Yigal Chripun yigal100 at gmail.com
Thu Jun 19 14:51:21 PDT 2008


Georg Wrede wrote:
> Yigal Chripun wrote:
>> could you explain please why there's a need for a sandbox in the
>> first-place?
> 
> OS security protects the system and the other users from you.
> 
> A sandbox protects you yourself from code that's run "as you".
> 
> (That is, protects your files, etc.)

I disagree. OS security can and does protect the user's files from code
that's run "as the user" <-this is a bad concept.

current OSes use ACLs (windows, linux, etc..) and there's nothing
stopping you from defining a file to be read only, or non-executable to
protect data, and the current practice is to define "users" for deamons
in order to protect data. that's why apache runs with user www-data with
 its own ACL rules. you can achieve perfect security with this scheme if
you invest enough time to create a separate "user" for each process.
as an example, I can run my browser as a different limited user or use a
browser which runs inside a sandbox. I can get the same protection from
both but the sandbox solution has more overhead.

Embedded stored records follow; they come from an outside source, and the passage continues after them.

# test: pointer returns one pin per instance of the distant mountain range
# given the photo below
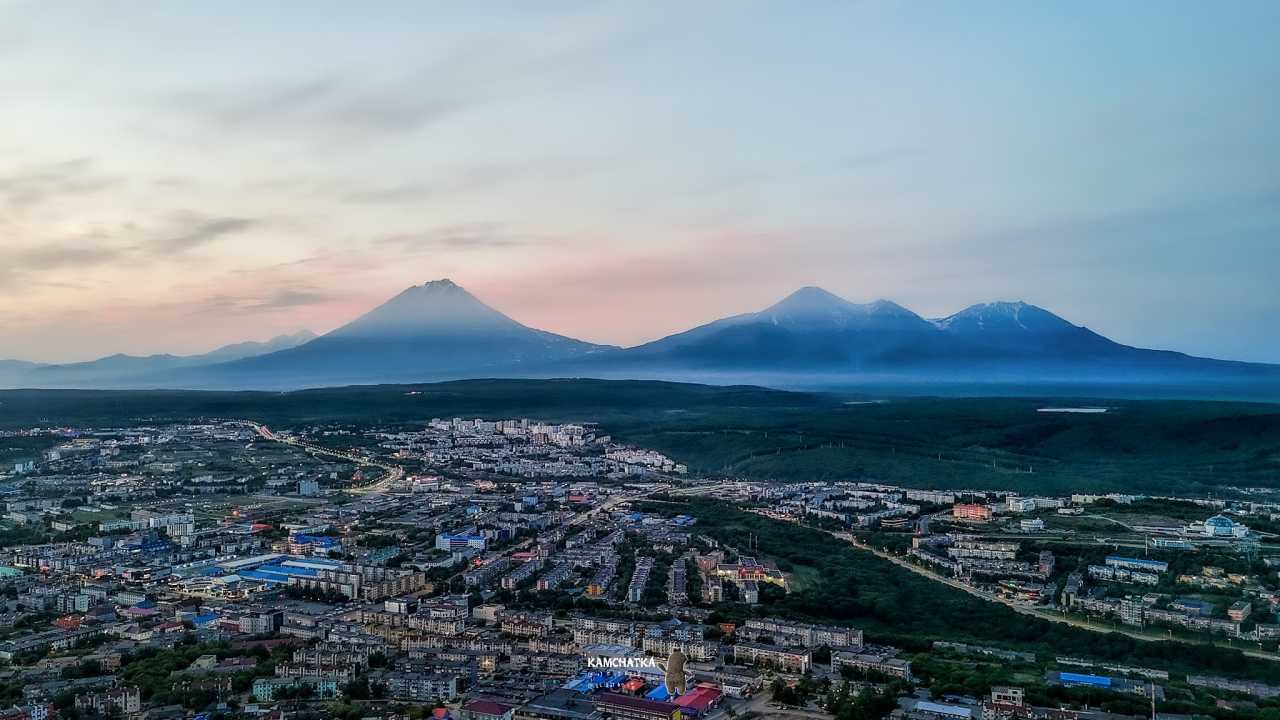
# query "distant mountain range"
(115, 370)
(439, 331)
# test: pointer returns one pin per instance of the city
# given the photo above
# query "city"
(639, 360)
(516, 568)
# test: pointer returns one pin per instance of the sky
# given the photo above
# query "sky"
(177, 176)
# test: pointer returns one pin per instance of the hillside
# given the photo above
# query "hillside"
(1141, 446)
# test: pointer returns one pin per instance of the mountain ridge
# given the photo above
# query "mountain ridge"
(439, 331)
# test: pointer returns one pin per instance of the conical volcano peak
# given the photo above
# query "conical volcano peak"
(434, 306)
(809, 299)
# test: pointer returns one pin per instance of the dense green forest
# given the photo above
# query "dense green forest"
(899, 607)
(1141, 446)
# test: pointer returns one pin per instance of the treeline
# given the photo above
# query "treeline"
(896, 606)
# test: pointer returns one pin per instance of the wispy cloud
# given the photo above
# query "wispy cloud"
(330, 106)
(200, 231)
(475, 236)
(35, 185)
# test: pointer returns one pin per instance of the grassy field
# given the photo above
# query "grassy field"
(896, 606)
(1141, 446)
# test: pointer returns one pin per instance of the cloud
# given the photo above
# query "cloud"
(58, 256)
(200, 231)
(278, 299)
(36, 185)
(292, 297)
(475, 236)
(328, 105)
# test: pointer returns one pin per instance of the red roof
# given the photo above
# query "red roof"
(700, 698)
(487, 707)
(635, 702)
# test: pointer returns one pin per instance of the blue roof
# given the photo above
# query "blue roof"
(658, 693)
(288, 570)
(1137, 561)
(259, 575)
(1079, 679)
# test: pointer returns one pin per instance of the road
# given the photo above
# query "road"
(393, 474)
(1037, 611)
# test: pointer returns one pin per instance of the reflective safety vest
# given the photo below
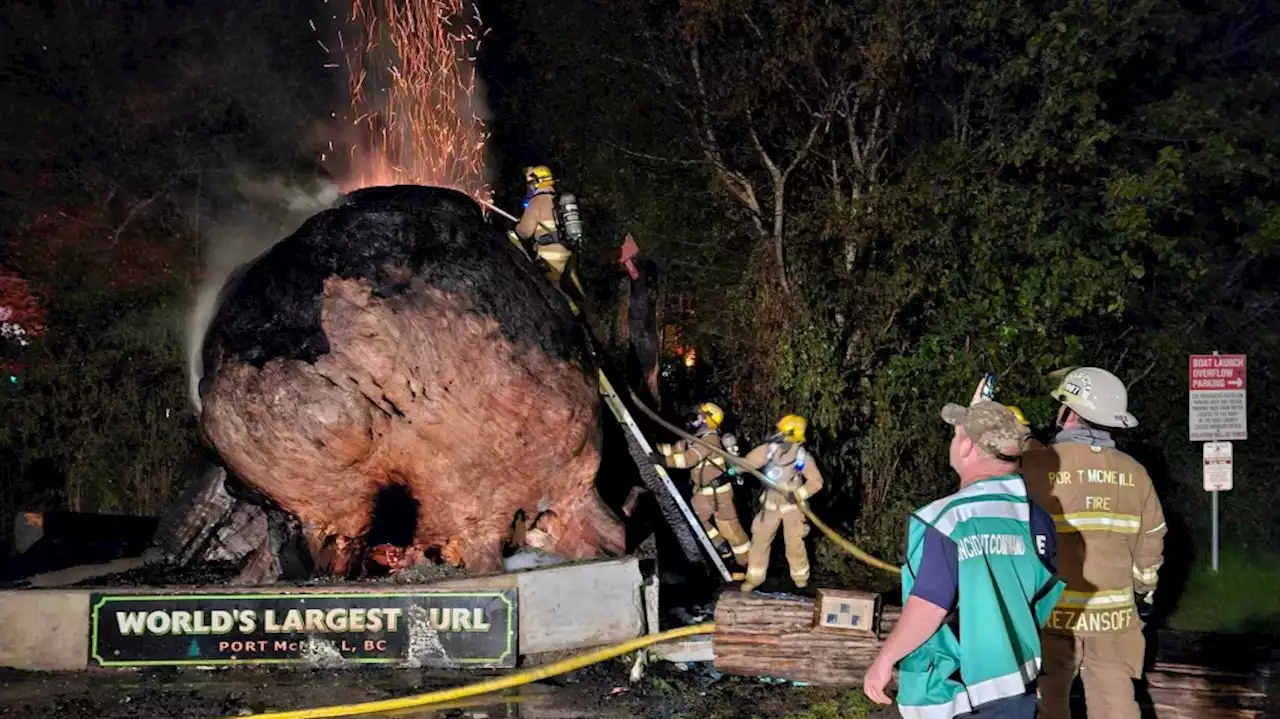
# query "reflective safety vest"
(1005, 595)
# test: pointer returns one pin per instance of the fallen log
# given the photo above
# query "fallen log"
(769, 635)
(773, 635)
(398, 378)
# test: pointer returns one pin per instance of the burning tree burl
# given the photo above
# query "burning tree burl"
(401, 379)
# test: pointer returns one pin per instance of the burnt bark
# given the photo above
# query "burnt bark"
(643, 333)
(400, 379)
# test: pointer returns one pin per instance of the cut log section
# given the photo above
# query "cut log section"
(773, 635)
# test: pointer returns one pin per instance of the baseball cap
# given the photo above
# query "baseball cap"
(992, 426)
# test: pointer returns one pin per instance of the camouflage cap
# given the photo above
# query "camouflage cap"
(992, 426)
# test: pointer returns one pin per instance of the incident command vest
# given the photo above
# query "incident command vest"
(1004, 598)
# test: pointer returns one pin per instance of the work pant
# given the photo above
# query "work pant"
(717, 503)
(556, 256)
(775, 512)
(1107, 665)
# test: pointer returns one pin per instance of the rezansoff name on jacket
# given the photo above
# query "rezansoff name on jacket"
(978, 545)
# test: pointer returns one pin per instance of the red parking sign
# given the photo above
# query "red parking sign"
(1217, 410)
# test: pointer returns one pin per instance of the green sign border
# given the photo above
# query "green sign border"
(95, 612)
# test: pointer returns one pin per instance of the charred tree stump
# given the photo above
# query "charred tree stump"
(643, 352)
(210, 523)
(405, 383)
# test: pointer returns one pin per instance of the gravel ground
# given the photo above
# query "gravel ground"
(599, 691)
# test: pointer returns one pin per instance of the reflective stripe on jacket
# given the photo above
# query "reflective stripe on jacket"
(1111, 532)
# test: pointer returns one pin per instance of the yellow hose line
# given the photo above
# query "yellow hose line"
(488, 686)
(862, 555)
(846, 544)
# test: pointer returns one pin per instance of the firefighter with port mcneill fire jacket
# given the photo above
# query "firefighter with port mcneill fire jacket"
(1111, 535)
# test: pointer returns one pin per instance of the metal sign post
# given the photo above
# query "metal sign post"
(1216, 415)
(1217, 477)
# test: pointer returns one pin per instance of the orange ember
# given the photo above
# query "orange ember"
(412, 82)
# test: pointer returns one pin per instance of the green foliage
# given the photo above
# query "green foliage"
(992, 187)
(1238, 599)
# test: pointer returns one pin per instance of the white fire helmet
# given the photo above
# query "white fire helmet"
(1097, 395)
(730, 443)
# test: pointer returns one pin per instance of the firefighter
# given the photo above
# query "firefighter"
(539, 224)
(1111, 535)
(713, 486)
(789, 466)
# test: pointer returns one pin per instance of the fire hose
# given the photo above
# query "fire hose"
(534, 674)
(842, 543)
(737, 462)
(489, 686)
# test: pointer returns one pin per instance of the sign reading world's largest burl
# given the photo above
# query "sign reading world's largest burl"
(421, 628)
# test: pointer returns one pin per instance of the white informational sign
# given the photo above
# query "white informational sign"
(1217, 466)
(1216, 388)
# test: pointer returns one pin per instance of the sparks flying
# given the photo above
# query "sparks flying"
(414, 100)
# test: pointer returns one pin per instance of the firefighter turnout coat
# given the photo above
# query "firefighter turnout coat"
(1110, 532)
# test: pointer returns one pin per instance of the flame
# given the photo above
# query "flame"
(414, 95)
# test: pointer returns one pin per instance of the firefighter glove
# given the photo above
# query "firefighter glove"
(1146, 605)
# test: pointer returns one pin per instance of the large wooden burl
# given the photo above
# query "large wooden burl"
(401, 379)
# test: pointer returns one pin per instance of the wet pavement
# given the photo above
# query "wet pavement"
(600, 691)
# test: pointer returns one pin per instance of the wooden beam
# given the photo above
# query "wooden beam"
(773, 635)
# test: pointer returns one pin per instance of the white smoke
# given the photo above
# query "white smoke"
(252, 215)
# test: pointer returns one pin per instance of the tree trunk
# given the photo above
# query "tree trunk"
(407, 385)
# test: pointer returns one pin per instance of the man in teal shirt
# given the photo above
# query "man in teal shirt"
(973, 650)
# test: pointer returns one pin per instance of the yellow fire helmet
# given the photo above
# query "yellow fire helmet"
(1018, 415)
(791, 427)
(713, 413)
(539, 177)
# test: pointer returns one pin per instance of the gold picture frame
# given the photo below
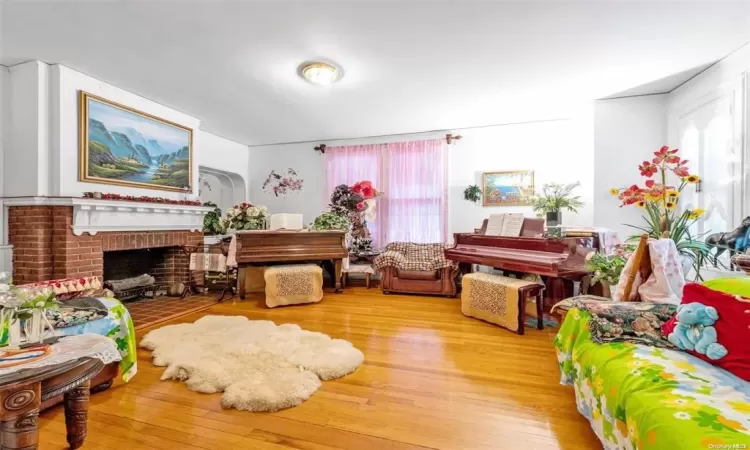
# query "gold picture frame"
(508, 188)
(123, 146)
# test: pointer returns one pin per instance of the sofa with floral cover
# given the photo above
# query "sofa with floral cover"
(417, 269)
(640, 394)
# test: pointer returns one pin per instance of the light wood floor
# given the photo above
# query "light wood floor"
(432, 378)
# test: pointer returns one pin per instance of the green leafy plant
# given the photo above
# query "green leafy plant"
(39, 302)
(245, 216)
(473, 193)
(556, 197)
(605, 268)
(330, 221)
(212, 221)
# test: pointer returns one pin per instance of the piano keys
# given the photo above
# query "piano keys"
(257, 248)
(560, 262)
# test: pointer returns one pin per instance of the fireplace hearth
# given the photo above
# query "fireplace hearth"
(46, 248)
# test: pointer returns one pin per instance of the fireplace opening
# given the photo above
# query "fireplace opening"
(133, 274)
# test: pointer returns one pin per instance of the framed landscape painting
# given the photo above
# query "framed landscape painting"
(515, 188)
(123, 146)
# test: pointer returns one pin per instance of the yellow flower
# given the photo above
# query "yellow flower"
(733, 424)
(697, 213)
(632, 428)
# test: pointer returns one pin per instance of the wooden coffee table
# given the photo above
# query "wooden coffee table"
(23, 392)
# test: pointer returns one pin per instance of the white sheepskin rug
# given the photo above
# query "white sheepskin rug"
(259, 366)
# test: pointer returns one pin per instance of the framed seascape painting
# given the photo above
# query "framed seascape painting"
(123, 146)
(514, 188)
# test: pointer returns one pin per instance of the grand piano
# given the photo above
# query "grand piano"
(560, 262)
(260, 248)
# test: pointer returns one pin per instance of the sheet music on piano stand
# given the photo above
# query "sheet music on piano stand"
(504, 225)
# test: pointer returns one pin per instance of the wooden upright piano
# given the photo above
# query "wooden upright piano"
(560, 262)
(257, 248)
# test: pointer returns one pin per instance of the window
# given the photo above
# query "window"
(413, 176)
(709, 141)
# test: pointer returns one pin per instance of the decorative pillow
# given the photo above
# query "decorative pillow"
(734, 285)
(732, 326)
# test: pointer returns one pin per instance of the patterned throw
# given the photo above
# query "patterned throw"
(117, 326)
(293, 284)
(493, 298)
(411, 256)
(639, 323)
(649, 398)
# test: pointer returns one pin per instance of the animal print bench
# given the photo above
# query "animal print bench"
(293, 284)
(500, 300)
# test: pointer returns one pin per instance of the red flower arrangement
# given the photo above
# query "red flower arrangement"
(144, 199)
(659, 200)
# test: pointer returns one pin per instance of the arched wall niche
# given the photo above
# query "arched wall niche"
(221, 187)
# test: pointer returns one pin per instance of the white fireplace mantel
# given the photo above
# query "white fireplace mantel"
(95, 215)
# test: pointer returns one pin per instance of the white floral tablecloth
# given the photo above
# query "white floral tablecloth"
(71, 348)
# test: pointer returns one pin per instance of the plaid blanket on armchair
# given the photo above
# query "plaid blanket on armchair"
(411, 256)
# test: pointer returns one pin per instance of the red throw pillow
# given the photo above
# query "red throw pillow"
(732, 328)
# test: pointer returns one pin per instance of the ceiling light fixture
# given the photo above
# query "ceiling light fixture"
(319, 73)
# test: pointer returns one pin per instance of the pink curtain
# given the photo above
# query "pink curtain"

it's easy to see all the problems with manually defining ACLs.
Newer OSes based on the concept of "capabilities" remove all those
problems. such OSes give processes defined capabilities unrelated to any
concept of a user (the concept of users is defined on top of the
capabilities mechanism).
Capabilities are basically the same as OOP - simplified example:
currently OSes are written in a procedural way, there are global data
structures and global system calls. i.e. you print to screen via
Stdout(text); in D which just calls in the end the appropriate syscall.
in a capabilities based OS, there is no such global syscalls/functions.
you need to hold an output instance (a handle in the OS - a Capability)
in order to call its print method. only if the process has that instance
it can print to the screen. security is implemented via the explicit
passing of such instances. so if the program received an output
instance, it received the right to print to the screen.

No sandboxes/VMs/any other emulation layer is needed.